Ella adivinó la emoción en su mirada y, puesto que él se había callado, como si las palabras que intentaba pronunciar se ahogasen en el fondo de su garganta, repitió la pregunta.
– ¿Qué vas a decirme?
– Mary, desde el día en que Lisa llegó a nuestra vida he comprendido cada mañana al levantarme, en cada uno de tus suspiros cuando te veía dormir, cada vez que tu mirada se cruzaba con la mía o que tu mano estaba entre las mías como ahora, por qué y hasta qué punto te amo. Y además de todas las fuerzas que me has dado, de tus combates, tus sonrisas, de todas las dudas que resolvías, de todas mis dudas que con tu confianza se borraban, de tu capacidad de compartir, de tu paciencia y de todos los días que hemos pasado juntos, uno tras otro, que me has entregado también el mejor regalo del mundo: ¿Cuántos hombres podrán conocer este increíble privilegio de amar y al mismo tiempo ser amado?
Ella descansó la cabeza sobre su pecho, como para oír mejor los latidos de su corazón; quizá también porque había estado esperando tanto tiempo esas palabras.
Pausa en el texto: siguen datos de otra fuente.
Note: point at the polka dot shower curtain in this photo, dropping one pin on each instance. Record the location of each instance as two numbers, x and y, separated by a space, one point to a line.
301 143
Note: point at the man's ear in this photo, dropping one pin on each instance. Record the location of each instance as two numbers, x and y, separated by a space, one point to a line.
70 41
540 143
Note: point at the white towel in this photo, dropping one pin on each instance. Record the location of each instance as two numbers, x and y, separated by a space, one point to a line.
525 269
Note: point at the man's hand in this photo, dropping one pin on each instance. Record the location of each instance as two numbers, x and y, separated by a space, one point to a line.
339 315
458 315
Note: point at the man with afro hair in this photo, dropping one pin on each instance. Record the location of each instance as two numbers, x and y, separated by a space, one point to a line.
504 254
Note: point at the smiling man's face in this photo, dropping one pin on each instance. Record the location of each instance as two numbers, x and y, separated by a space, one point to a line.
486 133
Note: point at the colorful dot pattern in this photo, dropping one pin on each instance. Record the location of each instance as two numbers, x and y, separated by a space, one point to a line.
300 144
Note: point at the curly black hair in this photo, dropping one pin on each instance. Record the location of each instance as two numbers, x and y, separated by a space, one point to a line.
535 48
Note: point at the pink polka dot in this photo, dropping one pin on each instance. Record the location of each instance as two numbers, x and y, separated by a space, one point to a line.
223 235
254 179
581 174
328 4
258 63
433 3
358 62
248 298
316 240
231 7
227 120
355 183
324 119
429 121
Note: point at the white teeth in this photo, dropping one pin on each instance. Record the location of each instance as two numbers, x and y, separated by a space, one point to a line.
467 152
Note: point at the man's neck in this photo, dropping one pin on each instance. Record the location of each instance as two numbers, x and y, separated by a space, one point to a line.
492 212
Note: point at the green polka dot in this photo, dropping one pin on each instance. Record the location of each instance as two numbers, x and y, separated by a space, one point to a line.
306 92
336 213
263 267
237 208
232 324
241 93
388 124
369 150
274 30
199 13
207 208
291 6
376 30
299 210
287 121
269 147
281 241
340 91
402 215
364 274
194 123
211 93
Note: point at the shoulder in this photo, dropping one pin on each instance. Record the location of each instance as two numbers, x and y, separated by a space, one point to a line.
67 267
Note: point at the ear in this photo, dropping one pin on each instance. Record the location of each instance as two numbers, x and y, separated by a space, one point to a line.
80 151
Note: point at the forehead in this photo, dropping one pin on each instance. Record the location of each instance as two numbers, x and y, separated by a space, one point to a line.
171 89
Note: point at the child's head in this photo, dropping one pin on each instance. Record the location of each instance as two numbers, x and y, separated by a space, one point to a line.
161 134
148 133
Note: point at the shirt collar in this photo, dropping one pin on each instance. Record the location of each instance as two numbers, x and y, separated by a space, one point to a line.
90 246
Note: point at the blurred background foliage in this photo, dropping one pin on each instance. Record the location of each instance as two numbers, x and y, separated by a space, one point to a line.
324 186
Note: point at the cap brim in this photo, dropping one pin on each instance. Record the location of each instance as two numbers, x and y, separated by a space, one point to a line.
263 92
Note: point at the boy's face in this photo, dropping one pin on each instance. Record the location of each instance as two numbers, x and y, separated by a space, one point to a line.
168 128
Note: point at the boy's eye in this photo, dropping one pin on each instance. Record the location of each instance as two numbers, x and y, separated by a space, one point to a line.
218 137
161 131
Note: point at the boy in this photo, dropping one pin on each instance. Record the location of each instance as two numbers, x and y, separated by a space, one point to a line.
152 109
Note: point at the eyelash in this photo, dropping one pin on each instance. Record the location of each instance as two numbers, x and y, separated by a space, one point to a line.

Luego le rodeó el cuello con los brazos:
– Philip, tienes que ir. Yo no podría, no debo. Tú le explicarás.
– ¿Qué?
– Lo sabes bien. ¡Cómo se parece a Lisa! ¡Es sorprendente! Además, imagino que te habrá citado, en ese papel que escondías en la mano mientras volvíamos a casa.
– No iré.
– Sí que irás. No por ti, sino por Lisa.
Más tarde, cuando estuvieron en el dormitorio, hablaron largo rato. Acurrucados uno en brazos del otro, hablaron de ellos, de Thomas y de Lisa.
En realidad no habían dormido. Se habían levantado al amanecer, y Mary bajó a la cocina para preparar un desayuno rápido. Philip se vistió y entró en el cuarto de Lisa. Se acercó a la cama y pasó su mano por la mejilla de la muchacha para despertarla con suavidad. Ella abrió los ojos y sonrió.
– ¿Qué hora es?
– Date prisa, pequeña. Vístete y baja a desayunar.
Ella miró el despertador y cerró los ojos de nuevo.
– ¡Mi avión despega a las seis de la tarde! Papá, sólo me voy por dos meses. Es necesario que los dos os tranquilicéis. ¿Puedo dormir un poco más? ¡Volví tarde a casa!
– Tal vez cojas otro avión. Cariño, levántate y no pierdas el tiempo, que no tenemos mucho. Te lo explicaré todo en el camino.
La besó en la frente, cogió la bolsa que estaba sobre la mesa y salió de la habitación. Lisa se frotó los ojos, se levantó y se puso un pantalón; se pasó por los hombros una camisa y se la abrochó deprisa. Al cabo de unos instantes, bajaba con los ojos todavía medio cerrados. Philip esperaba delante de la puerta de entrada, anunció que iba al coche y cerró la puerta tras de sí.